LEGO Star Wars III: The Clone Wars 3D is a game that comes so, so close to being terrific. The story is fun, even if you don’t follow the cartoon series and don’t grasp its nuances. And the puzzle solving elements are fantastic. Using the characters at your disposal to figure out how to progress is challenging, but never frustrating. Where it falls short, though, is in its save features. Levels are long — with some lasting 30 minutes — and you cannot save the game mid-level. Given the rather weak battery life of the 3DS, that can be problematic for players who don’t have that long to dedicate to the game. And with the 3D effects turned on, looking at the screen for a period that long can result in severe eye fatigue. A simple save at will or autosave feature would boost the game tremendously. As it is, it’s still one that’s worth your time — if you know what you’re getting into.
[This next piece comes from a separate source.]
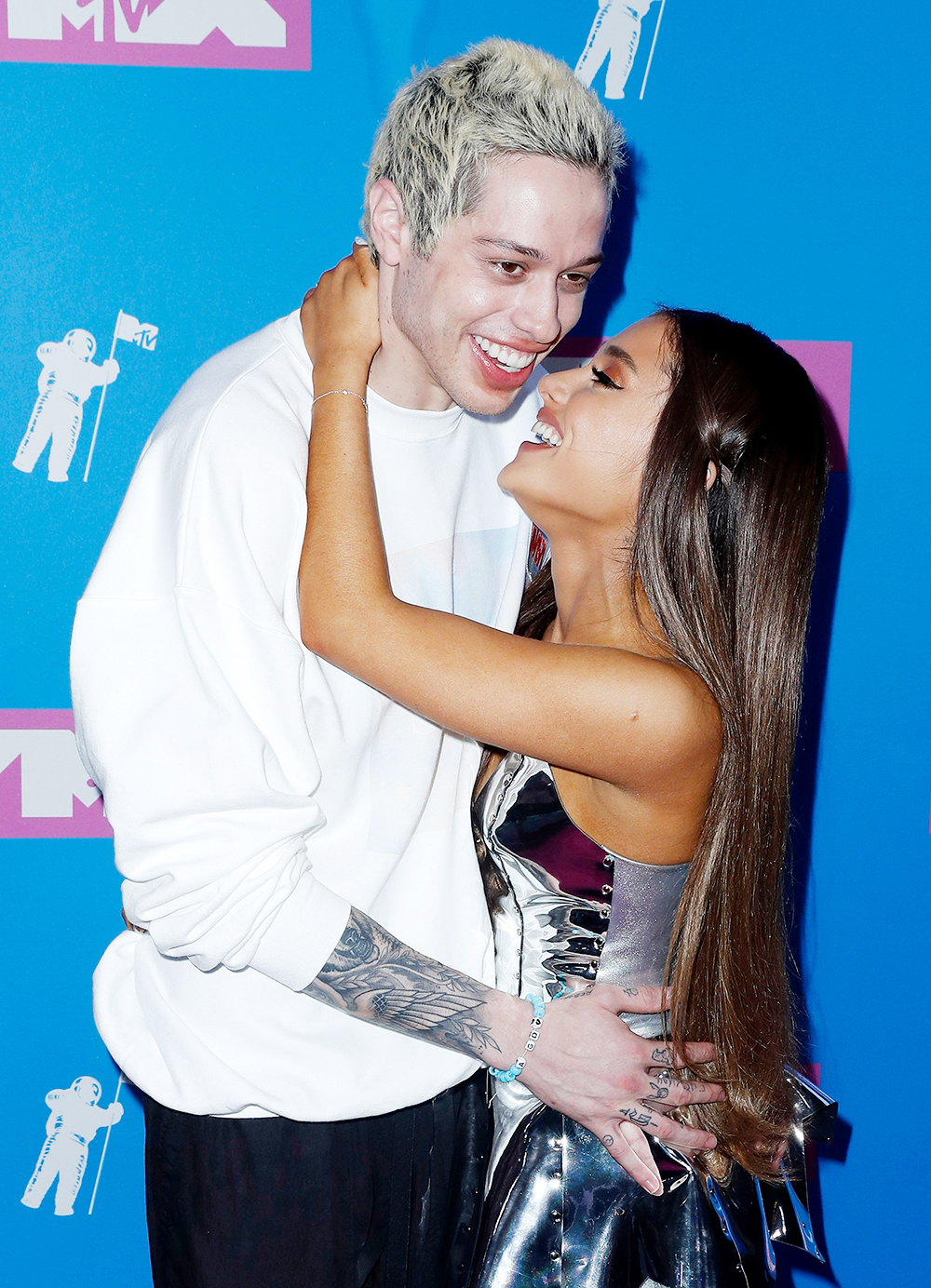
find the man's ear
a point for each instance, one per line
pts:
(386, 221)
Rayman 2: The Great Escape is often cited as one of the best games of all time — and it hasn’t lost a lot of its luster. The game, now called Rayman 3D, is reinvigorated by the 3DS’s 3D effects, which do a good job of simulating a world with depth. But the 3D effects can sometimes make the game a bit more difficult — and many players may feel eyestrain after playing for an extended period (or even a short one). While the gameplay elements are still a lot of fun, UbiSoft did not take advantage of many of 3DS features, such as the gyroscope or touch screen functionality, which is a bit baffling. Still, this is a fine port of a very good game — and one of the better launch titles for the 3DS.
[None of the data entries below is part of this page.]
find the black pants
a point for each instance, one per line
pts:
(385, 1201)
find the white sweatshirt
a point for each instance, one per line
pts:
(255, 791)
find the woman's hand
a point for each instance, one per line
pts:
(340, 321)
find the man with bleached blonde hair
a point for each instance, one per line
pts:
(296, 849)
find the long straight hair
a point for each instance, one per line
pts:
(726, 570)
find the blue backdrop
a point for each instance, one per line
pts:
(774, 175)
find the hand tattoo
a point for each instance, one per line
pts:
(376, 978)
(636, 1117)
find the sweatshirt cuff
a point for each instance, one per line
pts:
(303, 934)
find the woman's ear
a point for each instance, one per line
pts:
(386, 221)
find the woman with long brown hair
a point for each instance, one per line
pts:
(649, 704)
While Super Street Fighter IV 3D Edition is one of the best (and most elegant) multiplayer games to ever appear on a Nintendo platform, it’s worth remembering that this is, at its heart, the second update of a two year old game. That means the graphics aren’t as impressive as you might expect from a launch title for a system whose main selling point is its graphical differences. In 3D mode especially, the backgrounds appear incredibly static — almost cardboard-like.
At its core, though, the game remains a good fighter. The action moves quickly and there is a tremendous variety of moves among the large collection of characters. Finding a random online opponent is easy (though the matchmaking service isn’t fully up to snuff yet), as is connecting with friends. Fighting in the system’s 3D mode takes some getting used to, but it’s a nice (though unnecessary) addition, letting the characters stand out as they battle. Longtime fans of the series don’t need to buy yet another version, but for new 3DS owners looking for a quality game for older teens, this isn’t a bad choice.